しかし、火事現場に向かった張氏がスーパー銭湯に寄り道することはあまりにも不自然だ。蘭州晨報と張氏の妻は警察に対し、犯行当時の詳しい状況と防犯カメラの映像などの証拠提示を求め続けると、約一週間後、買春容疑を撤回、「記者の立場を利用して他人から金品をゆすり取った」との逮捕容疑に切り替わった。
後で分かったことだが、張氏とほぼ同じ時期、蘭州晩報の女性記者と西部商報の男性記者も公安当局に拘束された。いずれも火事を取材しようとしたとみられる。
武威市当局と新聞記者との緊張関係は以前からあった。地元の共産党宣伝部管理下の新聞各紙は指示を無視して、事件事故、不祥事などを度々報道したことが当局の逆鱗に触れてきた。同地域の新聞の競争が激しく、部数を伸ばしたい新聞社が記者たちの踏み込んだ取材を黙認してきたことが背景にあるといわれている。
武威市出身の張氏は多くのスクープ記事を飛ばしたスター記者で、「未成年者の集団売血事件」「警察が囚人のために戸籍を不正取得」などの不祥事報道で広く知られた。これまで当局者から何度も「政府の足を引っ張る報道はやめなさい」と言われたという。
記者たちと政府の対立が決定的になったのは、2015年12月28日に起きたチョコレート事件だ。武威市のスーパーで、チョコレートを万引した13歳の女子中学生の両親に商品の10倍に相当する罰金を請求し、極貧の両親が払えず、中学生が飛び降り自殺した事件だ。一家に同情した千人以上の市民がスーパーを取り囲んで抗議、警察と衝突する騒ぎに発展した
張氏らは当局の報道禁止令を無視して、掘り下げて取材し、政商癒着の実態や、貧富の差ができた原因などを分析する多くの秀逸な記事を新聞やインターネットに出稿し、大きな波紋を広げた。
これらの記事で「恥をかいた」と思った地元当局は張氏への監視態勢を強化したといい、張氏は同僚に「チョコレート事件以降、尾行や盗聴がひどくなった」と漏らしたという。
張氏が逮捕されたことを受け、蘭州晨報は「多くの疑問点がある」との公開書簡をインターネットに発表し、逮捕は公安当局の「記者への報復」の可能性があると指摘した。
北京の人権派弁護士や著名な大学教授などは相次いで張氏と蘭州晨報を応援する文章をインターネットに発表した。

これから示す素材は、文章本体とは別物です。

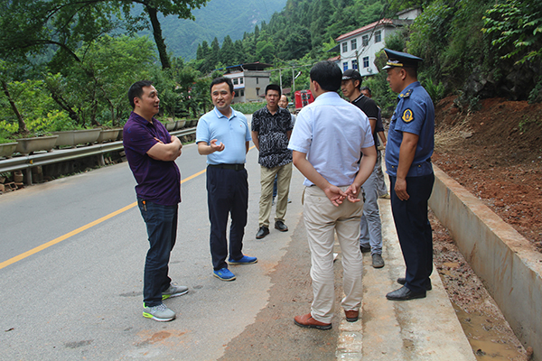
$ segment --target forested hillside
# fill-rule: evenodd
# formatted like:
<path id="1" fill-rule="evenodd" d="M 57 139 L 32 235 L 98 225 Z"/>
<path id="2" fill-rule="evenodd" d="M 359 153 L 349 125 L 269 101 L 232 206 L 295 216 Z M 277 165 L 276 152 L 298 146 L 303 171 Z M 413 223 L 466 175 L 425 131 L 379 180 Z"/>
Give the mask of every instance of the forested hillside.
<path id="1" fill-rule="evenodd" d="M 194 20 L 179 19 L 174 15 L 159 16 L 168 51 L 187 60 L 196 58 L 198 44 L 210 43 L 217 37 L 226 35 L 233 40 L 242 39 L 244 32 L 254 31 L 254 26 L 269 21 L 273 14 L 281 11 L 286 0 L 210 0 L 205 7 L 192 12 Z M 134 9 L 140 14 L 142 6 Z M 140 35 L 150 35 L 143 31 Z"/>
<path id="2" fill-rule="evenodd" d="M 154 82 L 161 116 L 170 117 L 208 110 L 210 79 L 241 62 L 270 63 L 272 81 L 288 88 L 295 74 L 294 90 L 306 88 L 311 66 L 339 55 L 337 36 L 413 6 L 421 15 L 384 42 L 425 59 L 419 79 L 435 102 L 453 94 L 458 106 L 475 111 L 491 97 L 542 100 L 539 0 L 287 0 L 268 22 L 234 41 L 229 25 L 239 32 L 238 23 L 249 23 L 271 7 L 246 1 L 0 2 L 0 142 L 21 134 L 120 126 L 130 112 L 126 89 L 141 79 Z M 136 5 L 144 12 L 138 14 Z M 198 10 L 204 6 L 212 10 L 209 18 Z M 194 14 L 204 26 L 198 33 L 165 32 L 170 19 Z M 138 36 L 144 29 L 151 35 Z M 193 42 L 209 36 L 205 29 L 224 32 L 201 41 L 194 60 L 173 55 L 172 48 L 184 43 L 175 36 Z M 381 69 L 384 61 L 380 54 L 375 62 Z M 383 72 L 364 84 L 385 115 L 393 109 L 395 95 Z"/>

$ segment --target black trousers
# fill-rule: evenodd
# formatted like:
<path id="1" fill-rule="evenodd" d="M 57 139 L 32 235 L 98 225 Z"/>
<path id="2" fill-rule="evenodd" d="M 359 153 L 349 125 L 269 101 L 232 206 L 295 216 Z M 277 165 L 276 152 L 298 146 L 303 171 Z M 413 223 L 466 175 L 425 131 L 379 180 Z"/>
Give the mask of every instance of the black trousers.
<path id="1" fill-rule="evenodd" d="M 397 198 L 394 190 L 397 177 L 390 176 L 389 180 L 393 220 L 406 264 L 405 285 L 415 292 L 425 292 L 433 272 L 433 236 L 427 218 L 427 201 L 435 174 L 406 177 L 408 200 Z"/>
<path id="2" fill-rule="evenodd" d="M 207 204 L 210 221 L 210 255 L 215 271 L 228 268 L 228 240 L 226 228 L 229 227 L 229 258 L 243 256 L 243 236 L 247 226 L 248 208 L 248 181 L 247 170 L 207 167 Z"/>

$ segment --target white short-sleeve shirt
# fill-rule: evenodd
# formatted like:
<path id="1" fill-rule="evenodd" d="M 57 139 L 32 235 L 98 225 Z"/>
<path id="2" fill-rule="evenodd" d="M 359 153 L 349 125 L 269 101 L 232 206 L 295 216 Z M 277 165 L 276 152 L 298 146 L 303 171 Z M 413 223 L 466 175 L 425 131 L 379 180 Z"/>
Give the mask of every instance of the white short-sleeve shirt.
<path id="1" fill-rule="evenodd" d="M 373 145 L 365 113 L 328 91 L 297 115 L 288 149 L 306 153 L 316 171 L 332 185 L 348 186 L 360 170 L 361 148 Z M 305 178 L 304 184 L 313 182 Z"/>

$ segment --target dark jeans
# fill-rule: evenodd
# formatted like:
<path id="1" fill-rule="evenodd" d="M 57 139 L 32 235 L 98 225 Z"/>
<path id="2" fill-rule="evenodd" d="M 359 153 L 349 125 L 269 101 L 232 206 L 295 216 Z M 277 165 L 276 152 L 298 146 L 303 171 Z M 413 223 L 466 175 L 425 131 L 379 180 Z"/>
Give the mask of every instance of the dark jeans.
<path id="1" fill-rule="evenodd" d="M 406 177 L 408 200 L 395 192 L 397 177 L 389 177 L 391 211 L 406 265 L 405 285 L 415 292 L 425 291 L 433 272 L 433 235 L 427 218 L 427 201 L 433 190 L 435 174 Z"/>
<path id="2" fill-rule="evenodd" d="M 275 198 L 276 197 L 276 190 L 277 190 L 277 186 L 276 183 L 278 181 L 278 174 L 276 174 L 275 176 L 275 180 L 273 180 L 273 199 L 275 199 Z"/>
<path id="3" fill-rule="evenodd" d="M 247 226 L 248 208 L 248 182 L 247 170 L 235 171 L 207 167 L 207 204 L 210 221 L 210 255 L 215 271 L 228 268 L 228 240 L 226 228 L 229 227 L 229 258 L 243 256 L 243 236 Z"/>
<path id="4" fill-rule="evenodd" d="M 162 303 L 162 292 L 167 290 L 170 254 L 177 236 L 178 206 L 160 204 L 137 199 L 137 206 L 147 227 L 149 251 L 145 262 L 143 301 L 147 307 Z"/>

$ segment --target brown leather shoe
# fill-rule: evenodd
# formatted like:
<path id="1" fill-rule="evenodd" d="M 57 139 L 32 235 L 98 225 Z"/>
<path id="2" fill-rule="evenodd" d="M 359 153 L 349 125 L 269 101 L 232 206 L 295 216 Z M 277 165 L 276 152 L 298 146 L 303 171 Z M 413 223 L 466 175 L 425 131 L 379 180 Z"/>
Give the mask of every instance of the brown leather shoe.
<path id="1" fill-rule="evenodd" d="M 294 322 L 300 327 L 304 327 L 308 329 L 331 329 L 331 323 L 323 323 L 317 321 L 313 319 L 313 316 L 310 313 L 303 316 L 295 316 L 294 318 Z"/>
<path id="2" fill-rule="evenodd" d="M 344 311 L 346 320 L 349 322 L 356 322 L 360 317 L 360 311 L 355 310 L 349 310 Z"/>

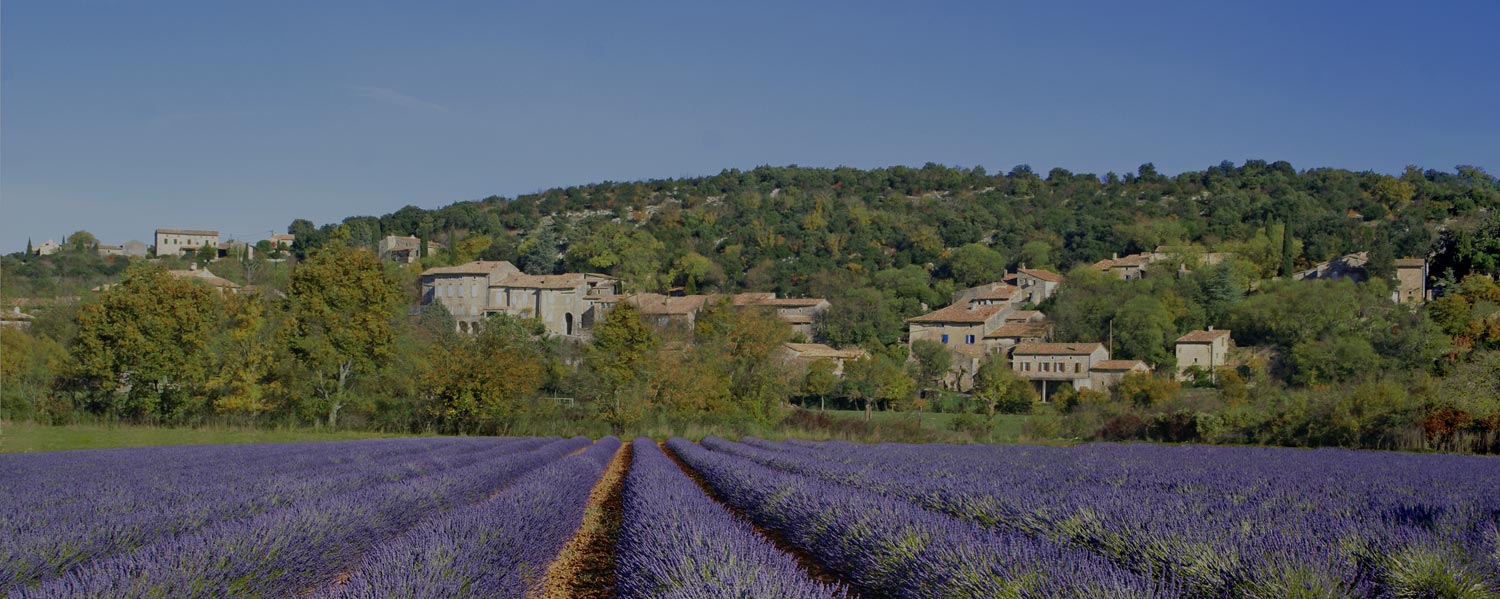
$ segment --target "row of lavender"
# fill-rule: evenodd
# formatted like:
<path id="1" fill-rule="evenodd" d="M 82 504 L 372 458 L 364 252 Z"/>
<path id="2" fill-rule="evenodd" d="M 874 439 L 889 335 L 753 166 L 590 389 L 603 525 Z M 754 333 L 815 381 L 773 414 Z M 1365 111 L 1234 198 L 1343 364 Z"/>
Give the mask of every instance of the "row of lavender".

世論の圧力を受け、武威市の公安当局は2月6日までに張氏を含めた3人の記者の保釈を認めた。しかし、3人の「恐喝容疑」は依然として残り、今後、起訴される可能性が高いという。
張氏に関しては、7年間で約「5000元(約9万円)」を不正に受け取ったとの容疑があるとされるが、地元のメディア関係者は「余りにも少額で、事実だとしても会社と記者の問題で、事件にするのはおかしい。張氏がこれまで会社の給料以外で受け取った原稿料などをみな犯罪による所得にしているのだろう」と話している。
昨年末に香港の書店関係者拉致事件と、今回の甘粛省の記者逮捕事件、一連の言論弾圧事件は偶発的なものではなく、習近平指導部の方針で、これまで共産党中央宣伝部が中心となってきた言論統制が、警察にシフトしたと指摘する党関係者もいる。これからは逮捕者が急増するかもしれない。
中国でジャーナリストにとっての冬の時代が、これから本格的にやって来そうだ。